Con la genuina emoción de lo real
La historia de un inmigrante laosiano que se vio obligado a cambiar una selva y un río asiáticos por un paisaje similar en Misiones.
Los sonidos característicos de la selva, con sus pájaros e insectos en incansable actividad, y los de un río cercano se escuchan claramente en la pista de audio, mientras una serie de imágenes de la frondosa vegetación ocupa la pantalla. De pronto, un hombre se sumerge en las aguas y nada mansamente, sin aparentes preocupaciones, mientras observa el horizonte, que se mantiene en estricto fuera de campo. Se trata de Vanit Ritchanaporn, nacido en un pueblo rural de Laos hace poco menos de sesenta años. Pero el río que lo envuelve no es el Mekong, sino uno mucho más cercano al espectador, en la provincia de Misiones. Esa información llegará cerca del final de Río Mekong, el documental de Leonel D’Agostino (experimentado guionista de cine y tv) y Laura Ortego que describe, en sucintos sesenta minutos, toda una vida: la de aquellos que lograron conformar una comunidad de inmigrantes en la ciudad de Chascomús, junto a sus hijos y nietos. Algo así como un nuevo capítulo de ese país que no miramos pero que suele estar bien cerca, mucho más de lo que se cree.
A los dieciséis años, Vanit Ritchanaporn cruzó a nado otro río, aunque las circunstancias fueron muy diferentes: cansado de las condiciones de vida en su tierra natal, decidió escapar hacia la vecina Tailandia en busca de un futuro mejor. Del otro lado lo esperaba un año de hacinamiento en un campo de refugiados de las Naciones Unidas y un inesperado destino final, la Argentina, una tierra completamente desconocida, lejana, exótica. Si bien la Guerra de Vietnam es la más conocida de las ramificaciones bélicas de un sudeste asiático en estado constante de guerra civil desde finales de la Segunda Guerra Mundial y la caída del régimen colonialista, los laosianos sufrieron sus buenas dosis de violencia a manos de ambos bandos, el comunista Pathet Lao (apoyado por el vecino Frente Nacional de Liberación de Vietnam) y los soldados del ejército real laosiano, asistidos por los Estados Unidos. Una escueta placa al comienzo de la película provee algo de información al respecto, aclarando además que el gobierno militar argentino decidió acoger a 293 familias laosianas en 1979, en un “intento de contrarrestar las denuncias por violaciones a los derechos humanos”.
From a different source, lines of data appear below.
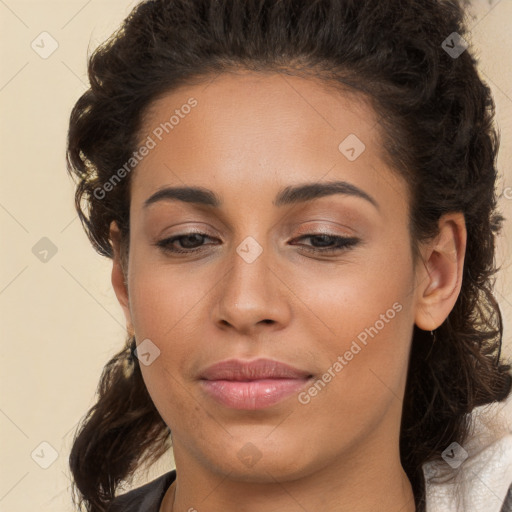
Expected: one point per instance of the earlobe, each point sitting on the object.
(119, 274)
(439, 275)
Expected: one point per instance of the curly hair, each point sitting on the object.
(436, 121)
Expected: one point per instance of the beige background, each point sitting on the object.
(60, 321)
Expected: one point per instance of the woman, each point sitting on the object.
(298, 199)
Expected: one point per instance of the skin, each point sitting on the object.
(250, 136)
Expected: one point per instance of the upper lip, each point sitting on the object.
(238, 370)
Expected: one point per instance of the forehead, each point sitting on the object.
(255, 130)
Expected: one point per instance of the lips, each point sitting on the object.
(237, 370)
(252, 385)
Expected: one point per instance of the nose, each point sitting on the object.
(251, 295)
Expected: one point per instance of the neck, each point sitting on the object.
(344, 488)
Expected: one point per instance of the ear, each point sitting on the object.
(439, 274)
(119, 275)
Casi cuatro décadas más tarde, el protagonista de esa historia –culturalmente enraizado en la Argentina, campechano y entrador, pero al mismo tiempo hijo de su tierra natal– narra las vicisitudes del radical cambio de vida, las dificultades de los primeros años (las promesas del gobierno y sus ofertas de una parcela de tierra para cultivar nunca se cumplieron) y la gradual instalación de pequeñas comunidades laosianas en las provincias de Buenos Aires y Misiones. Es una historia personal y colectiva, que D’Agostino y Ortego recrean en pantalla a partir de recuerdos y anécdotas y de las actividades actuales de su personaje/sujeto: la realización de una fiesta de las colectividades en Chascomús, el registro de la vida cotidiana de sus hijas (primera generación de hablantes del idioma español sin ninguna clase de acento), una reunión de inmigrantes de Laos en Misiones, karaoke y cumbia incluidas.
Sobre el final, los directores incluyen imágenes tomadas por el propio Ritchanaporn algunos años antes de la realización del film, en ocasión de la primera visita del protagonista a su país natal desde aquel temerario escape que cambió su vida. En español, el visitante graba con su cámara hogareña a una anciana, sentada delante de una colección de budas dorados, que mira al improvisado camarógrafo algo azorada, como si no entendiera del todo lo que está ocurriendo. “Esta es mi mamá”, se lo escucha decir, y el cine documental vuelve a hacer gala de una de sus incomparable armas: la emoción de lo real.